Revealing the hidden landscape of selection: detecting divergent, soft, and background signatures in diverse human genomes

Christopher J. Sottolano, PhD [1], Grace Tzun-Wen Shaw, PhD [1], Timothy L. Mosbruger, PhD [1], Yuncheng Duan, PhD [3], Andrew S. Allen [3], Dimitri S. Monos, PhD [1,2], Tristan J. Hayeck, PhD [1,2] 1. Division of Genomic Diagnostics, Department of Pathology and Laboratory Medicine, Children's Hospital of Philadelphia 2. Department of Pathology and Laboratory Medicine, Perelman School of Medicine, University of Pennsylvania [3] Department of Biostatistics and Bioinformatics, Duke University

Throughout evolution, environmental pressures have left discernible patterns of genetic variation across human populations.
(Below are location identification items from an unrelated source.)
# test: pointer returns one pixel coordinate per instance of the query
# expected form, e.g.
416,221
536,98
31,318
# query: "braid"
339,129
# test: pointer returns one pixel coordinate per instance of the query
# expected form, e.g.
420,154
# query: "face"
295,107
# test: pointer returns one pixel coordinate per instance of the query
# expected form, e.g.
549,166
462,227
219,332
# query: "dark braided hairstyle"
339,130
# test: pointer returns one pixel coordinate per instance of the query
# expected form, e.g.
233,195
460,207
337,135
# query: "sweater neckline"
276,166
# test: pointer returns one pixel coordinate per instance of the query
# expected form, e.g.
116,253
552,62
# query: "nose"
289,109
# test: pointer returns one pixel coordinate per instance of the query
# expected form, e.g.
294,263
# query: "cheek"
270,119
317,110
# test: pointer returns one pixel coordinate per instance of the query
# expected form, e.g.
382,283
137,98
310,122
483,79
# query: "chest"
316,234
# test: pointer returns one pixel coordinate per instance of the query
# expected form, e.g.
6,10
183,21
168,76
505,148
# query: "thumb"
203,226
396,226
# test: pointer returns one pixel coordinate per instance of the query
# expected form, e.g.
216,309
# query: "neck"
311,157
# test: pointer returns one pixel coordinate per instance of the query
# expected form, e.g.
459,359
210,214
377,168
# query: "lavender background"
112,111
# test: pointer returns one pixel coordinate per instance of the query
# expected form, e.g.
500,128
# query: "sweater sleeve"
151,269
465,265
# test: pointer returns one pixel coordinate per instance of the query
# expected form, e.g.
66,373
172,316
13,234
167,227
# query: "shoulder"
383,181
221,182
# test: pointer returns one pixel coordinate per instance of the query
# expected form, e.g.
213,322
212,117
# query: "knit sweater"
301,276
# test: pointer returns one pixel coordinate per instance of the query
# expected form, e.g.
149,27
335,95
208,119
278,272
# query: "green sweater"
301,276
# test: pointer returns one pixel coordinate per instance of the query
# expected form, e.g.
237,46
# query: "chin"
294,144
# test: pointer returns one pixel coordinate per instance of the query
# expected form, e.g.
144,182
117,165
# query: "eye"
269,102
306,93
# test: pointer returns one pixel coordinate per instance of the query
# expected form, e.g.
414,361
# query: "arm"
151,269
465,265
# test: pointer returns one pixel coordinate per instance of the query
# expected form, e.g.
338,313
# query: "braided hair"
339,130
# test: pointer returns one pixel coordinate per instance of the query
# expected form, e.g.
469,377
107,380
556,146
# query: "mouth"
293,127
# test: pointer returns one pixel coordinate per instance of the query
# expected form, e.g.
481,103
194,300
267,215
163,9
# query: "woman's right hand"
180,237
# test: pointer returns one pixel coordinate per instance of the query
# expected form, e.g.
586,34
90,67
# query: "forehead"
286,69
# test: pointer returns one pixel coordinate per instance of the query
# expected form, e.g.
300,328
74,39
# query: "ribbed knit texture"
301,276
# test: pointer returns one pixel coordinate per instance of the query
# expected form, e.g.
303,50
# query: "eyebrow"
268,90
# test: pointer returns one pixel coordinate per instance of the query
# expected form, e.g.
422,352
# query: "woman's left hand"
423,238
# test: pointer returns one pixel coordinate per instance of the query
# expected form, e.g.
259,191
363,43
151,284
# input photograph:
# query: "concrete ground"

These signatures can be used to uncover disease-linked variants and inform diagnosis and treatment. Existing methods of detecting these patterns excel in settings of hard sweeps, where selective pressure is strong enough to drive specific haplotypes to fixation. However, they are less effective in detecting background selection or soft sweeps, which are more subtle but thought to be frequent and potentially associated with many diverse phenotypes. We developed a new test statistic for detecting divergent positive and balancing selection, including soft sweeps. The test detects regional differentiation in the site frequency spectrum, linkage disequilibrium, and density of polymorphisms across populations to characterize signatures of selection. Sensitivity analysis was performed using simulations based on an out-of-Africa demographic model to generate realistic genetic patterns. Our method improved detection of early incomplete sweeps (positive selection but not fixed) achieving 30% higher AUC and 21% higher precision at FDR 0.05 compared to leading methods. This study leverages the latest release of 1000 Genomes Project (1KGP) to characterize genetic diversity and evolutionary selection among world populations. This ties potential divergent evolution to corresponding genes and diseases in specific populations. Divergent selection spanning the BTNL2 gene was seen in East Asians at variants tied to both liver and lung function. Whereas in Africans, strong divergent selection signal is observed across ALG10B at variants related to cardiomyopathy, along with signal in HLA-C and SPOCK3 related to immune response. Interestingly, consistent pattern enrichment of selection signal across populations were observed in both unprocessed pseudogenes and polymorphic pseudogenes pointing to potential biological functions favoring diversification and development of novel genes. Our results reveal both unique and shared patterns of evolutionary selection across global populations, highlighting their implications of genetic variation on disease phenotypes.